Shaynda suddenly looked like a deer caught in a car’s headlights.
 
“Rabbi, he has the biggest nose that God ever gave to a human being. It looks like someone stuck a banana right in the middle of his face. And not just a little miniature gourmet banana. I mean, it’s a Chaquita Banana el Grande. It’s big enough to grab peanuts with. When we go to the zoo, the elephants are envious.”
 
That’s what the gossip was about, the rabbi reminded himself.  
 
“But that’s not the worst part, Rabbi Levi. The worst part is on the tip of his huge nose, there is the ugliest mole.

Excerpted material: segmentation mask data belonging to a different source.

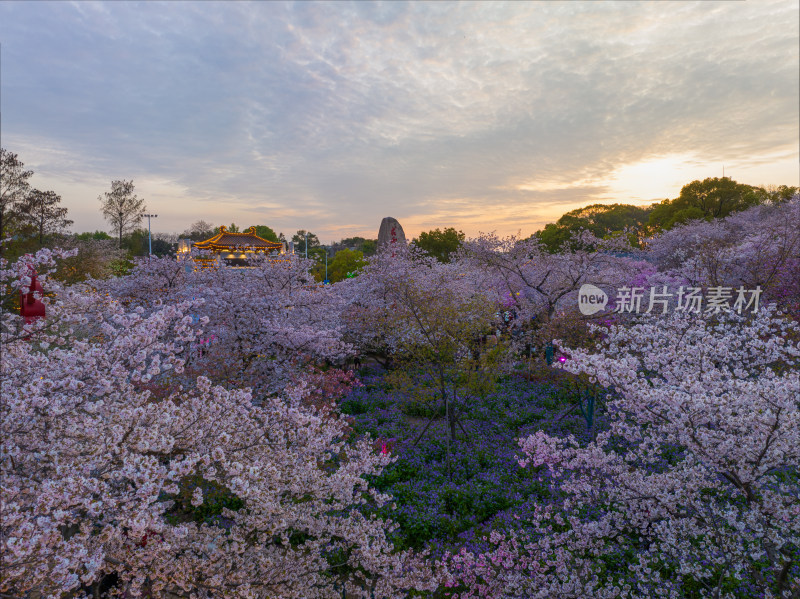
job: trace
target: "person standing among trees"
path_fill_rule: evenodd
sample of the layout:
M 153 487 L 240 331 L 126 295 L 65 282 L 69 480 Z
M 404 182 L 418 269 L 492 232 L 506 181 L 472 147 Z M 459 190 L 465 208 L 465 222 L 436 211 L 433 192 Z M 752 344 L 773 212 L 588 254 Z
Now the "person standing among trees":
M 144 199 L 133 193 L 133 181 L 112 181 L 111 191 L 97 197 L 103 216 L 119 234 L 119 247 L 122 236 L 133 231 L 141 222 L 147 207 Z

It’s black and monstrous and gross, with three hairs growing out of it. I’ve counted them. Three hairs. When we talk, I try to concentrate on something else besides his nose, but it’s impossible! All I can think of is that I want to take a tweaser and yank out those three hairs, one by one, and then take a curling iron and burn off that mole. Then I want to drag him to a plastic surgeon and get him a nose job.”
 
“I see,” Rabbi Levi said. “Is there anything else about him that upsets you, or is that it?”
 
“No. I like everything else about him.” Shaynda Leah looked around the room, leaned forward, and whispered, “Maybe it’s not modest to say this, but he is a superb lover, also.” Then she sat straight up, and added, “But with that nose, and that mole, and those three disgusting hairs, I just can’t bring myself to love him, and I can’t image what it will be like married to a man that I don’t love for the rest of my life.”
 
“Have you discussed this with him, Shaynda?”
 
“Yes, of course.”
 
“You have?”
 
“Didn’t I just say I did, Rabbi?”
 
“And what did Abe say?”
 
“That’s the most infuriating part of this, Rabbi. He absolutely refused to change his nose. He added that if I insist, he will always love me, but he won’t marry me.”
 
“Are you prepared to have this baby out of wedlock, Shaynda?”
 
“I don’t want to. And I would never get an abortion. NEVER! …  So will you help me, Rabbi?”
 
“What is it you want me to do, Shaynda?